International standards

It’s time for a new paradigm of rights-respecting sport, similar to the movement towards rights-respecting schools. Sport organisations like the Commonwealth Games Federation and the International Netball Federation, and soon FIFA will as well, have guidelines for safeguarding children in sport that make specific reference to the CRC as the international standard for child protection. Other applicable standards already exist—the UN Guiding Principles on Business and Human Rights (which includes the CRC), the International Safeguards for Children in Sport, and the World Players Declaration on Safeguarding the Rights of Child Athletes. Early efforts to implement these standards in various countries and sporting traditions have been most successful when relevant parties—including sport bodies, governmental actors, NGOs and athlete representatives—work together. More is of course needed to understand the prevalence of harms against children in sport, to write or update laws and regulations that protect them, to guarantee sport bodies have effective policies and programs to make sport safe for children, and to ensure athlete representatives are independent and have the ability to represent children.
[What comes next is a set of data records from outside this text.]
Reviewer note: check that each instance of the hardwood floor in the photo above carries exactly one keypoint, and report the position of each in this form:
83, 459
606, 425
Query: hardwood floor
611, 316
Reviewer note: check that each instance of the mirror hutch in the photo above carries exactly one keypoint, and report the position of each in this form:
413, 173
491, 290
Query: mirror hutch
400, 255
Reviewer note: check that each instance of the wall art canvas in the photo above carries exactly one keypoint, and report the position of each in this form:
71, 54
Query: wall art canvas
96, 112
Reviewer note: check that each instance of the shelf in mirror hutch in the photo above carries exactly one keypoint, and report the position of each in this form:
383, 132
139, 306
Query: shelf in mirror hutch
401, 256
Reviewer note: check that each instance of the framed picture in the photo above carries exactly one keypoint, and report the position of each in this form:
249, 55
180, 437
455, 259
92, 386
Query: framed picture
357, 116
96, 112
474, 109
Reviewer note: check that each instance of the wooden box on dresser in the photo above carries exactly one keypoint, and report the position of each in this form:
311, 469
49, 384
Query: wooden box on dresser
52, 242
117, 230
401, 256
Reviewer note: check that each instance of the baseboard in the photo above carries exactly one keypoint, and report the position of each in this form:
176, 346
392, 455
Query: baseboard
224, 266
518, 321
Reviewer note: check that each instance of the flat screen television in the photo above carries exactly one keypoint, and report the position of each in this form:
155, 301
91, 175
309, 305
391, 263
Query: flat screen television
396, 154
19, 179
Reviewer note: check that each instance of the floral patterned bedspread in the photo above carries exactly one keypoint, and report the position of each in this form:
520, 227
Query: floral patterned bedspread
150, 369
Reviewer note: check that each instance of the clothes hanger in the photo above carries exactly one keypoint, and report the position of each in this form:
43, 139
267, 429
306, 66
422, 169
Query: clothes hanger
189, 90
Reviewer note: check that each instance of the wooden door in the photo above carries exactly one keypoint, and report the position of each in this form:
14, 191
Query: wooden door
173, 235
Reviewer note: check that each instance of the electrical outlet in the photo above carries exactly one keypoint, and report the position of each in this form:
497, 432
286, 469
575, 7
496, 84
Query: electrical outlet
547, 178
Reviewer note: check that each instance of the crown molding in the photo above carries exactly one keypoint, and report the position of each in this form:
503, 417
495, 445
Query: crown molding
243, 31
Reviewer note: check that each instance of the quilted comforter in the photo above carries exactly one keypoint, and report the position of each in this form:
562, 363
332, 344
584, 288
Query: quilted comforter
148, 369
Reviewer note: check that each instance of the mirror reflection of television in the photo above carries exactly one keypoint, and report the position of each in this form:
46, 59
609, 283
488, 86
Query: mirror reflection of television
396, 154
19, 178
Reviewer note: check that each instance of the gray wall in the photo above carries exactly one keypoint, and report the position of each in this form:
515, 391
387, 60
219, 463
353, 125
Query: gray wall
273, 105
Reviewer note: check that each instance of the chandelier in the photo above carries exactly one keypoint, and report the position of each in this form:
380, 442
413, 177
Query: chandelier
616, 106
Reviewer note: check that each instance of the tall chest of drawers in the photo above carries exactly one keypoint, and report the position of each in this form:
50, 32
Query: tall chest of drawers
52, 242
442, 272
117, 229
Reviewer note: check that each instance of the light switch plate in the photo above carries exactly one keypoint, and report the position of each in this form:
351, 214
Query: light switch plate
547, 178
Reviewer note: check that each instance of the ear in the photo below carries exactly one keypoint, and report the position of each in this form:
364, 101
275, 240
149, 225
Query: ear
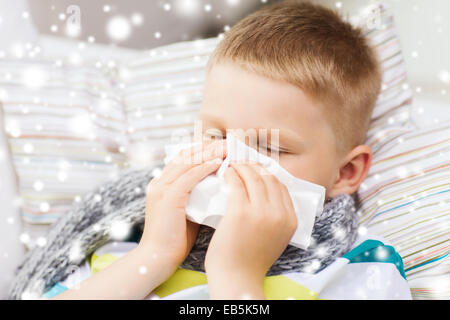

Still, the way forward for sport ministries and governing bodies starts with basic steps:

1. Commit to child protection and respecting the human rights of everyone who is touched by sport, particularly athletes.
2. Ensure children are able to access quality education. For child athletes, especially at the elite levels, this is often the first sacrifice and later their greatest regret and risk factor for further harms.
3. Enforce mandatory reporting to law enforcement of suspected sexual abuse.
4. Prohibit dating among coaches and the athletes they oversee regardless of age or consent—just like teachers cannot date their students or managers cannot date the employees they supervise.
5. Ensure that mechanisms to report abuse and the grievance procedures offered are child friendly.

All of sport should be as concerned with the next generation of athletes as Simone Biles, not only that they reach their sporting potential, but also their full human potential. Sports governing bodies are entrusted with the bodies, careers, and wellbeing of child athletes from community gyms, fields, and courts all the way to the bright lights, cameras, and podiums of mega-sporting events. These sports bodies must be as brave as the athlete bodies that are now standing up to them in the court of public opinion to ensure that their sporting careers follow their dreams rather than end in nightmares. Be as brave as they are and stand up for them.